SunnyMarkLiu
SunnyMarkLiu

Reputation: 93

what is the different between inception_v1.py and inception_v2.py in tensorflow/models?

We know that in inception v2 paper (Batch Normalization), it add Batch Normalization before convolution layer to reduce internal covariate shift, and remove Local Response Normalization. But when I was studying inception_v1.py and inception_v2.py, I think these two model's code is almost same... In inception_2.py, I can't find Batch Normalization.

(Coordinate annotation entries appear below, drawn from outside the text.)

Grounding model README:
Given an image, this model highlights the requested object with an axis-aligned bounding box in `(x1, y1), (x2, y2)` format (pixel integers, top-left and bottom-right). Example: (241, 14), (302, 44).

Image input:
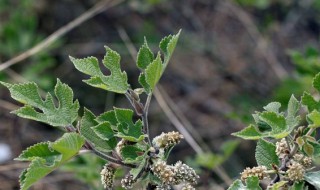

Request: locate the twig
(0, 0), (124, 71)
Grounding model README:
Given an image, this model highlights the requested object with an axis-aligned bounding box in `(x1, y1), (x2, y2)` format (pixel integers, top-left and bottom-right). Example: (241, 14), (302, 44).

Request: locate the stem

For example: in inception_v1.py:

end_point = 'Mixed_3b'
with tf.variable_scope(end_point):
    with tf.variable_scope('Branch_0'):
        branch_0 = slim.conv2d(net, 64, [1, 1], scope='Conv2d_0a_1x1')
    with tf.variable_scope('Branch_1'):
        branch_1 = slim.conv2d(net, 96, [1, 1], scope='Conv2d_0a_1x1')
        branch_1 = slim.conv2d(branch_1, 128, [3, 3], scope='Conv2d_0b_3x3')
    with tf.variable_scope('Branch_2'):
        branch_2 = slim.conv2d(net, 16, [1, 1], scope='Conv2d_0a_1x1')
        branch_2 = slim.conv2d(branch_2, 32, [3, 3], scope='Conv2d_0b_3x3')
    with tf.variable_scope('Branch_3'):
        branch_3 = slim.max_pool2d(net, [3, 3], scope='MaxPool_0a_3x3')
        branch_3 = slim.conv2d(branch_3, 32, [1, 1], scope='Conv2d_0b_1x1')
    net = tf.concat(3, [branch_0, branch_1, branch_2, branch_3])

in inception_v2.py:

end_point = 'Mixed_3b'
with tf.variable_scope(end_point):
    with tf.variable_scope('Branch_0'):
      branch_0 = slim.conv2d(net, depth(64), [1, 1], scope='Conv2d_0a_1x1')
    with tf.variable_scope('Branch_1'):
      branch_1 = slim.conv2d(
          net, depth(64), [1, 1],
          weights_initializer=trunc_normal(0.09),
          scope='Conv2d_0a_1x1')
      branch_1 = slim.conv2d(branch_1, depth(64), [3, 3],
                             scope='Conv2d_0b_3x3')
    with tf.variable_scope('Branch_2'):
      branch_2 = slim.conv2d(
          net, depth(64), [1, 1],
          weights_initializer=trunc_normal(0.09),
          scope='Conv2d_0a_1x1')
      branch_2 = slim.conv2d(branch_2, depth(96), [3, 3],
                             scope='Conv2d_0b_3x3')
      branch_2 = slim.conv2d(branch_2, depth(96), [3, 3],
                             scope='Conv2d_0c_3x3')
    with tf.variable_scope('Branch_3'):
      branch_3 = slim.avg_pool2d(net, [3, 3], scope='AvgPool_0a_3x3')
      branch_3 = slim.conv2d(
          branch_3, depth(32), [1, 1],
          weights_initializer=trunc_normal(0.1),
          scope='Conv2d_0b_1x1')
    net = tf.concat(3, [branch_0, branch_1, branch_2, branch_3])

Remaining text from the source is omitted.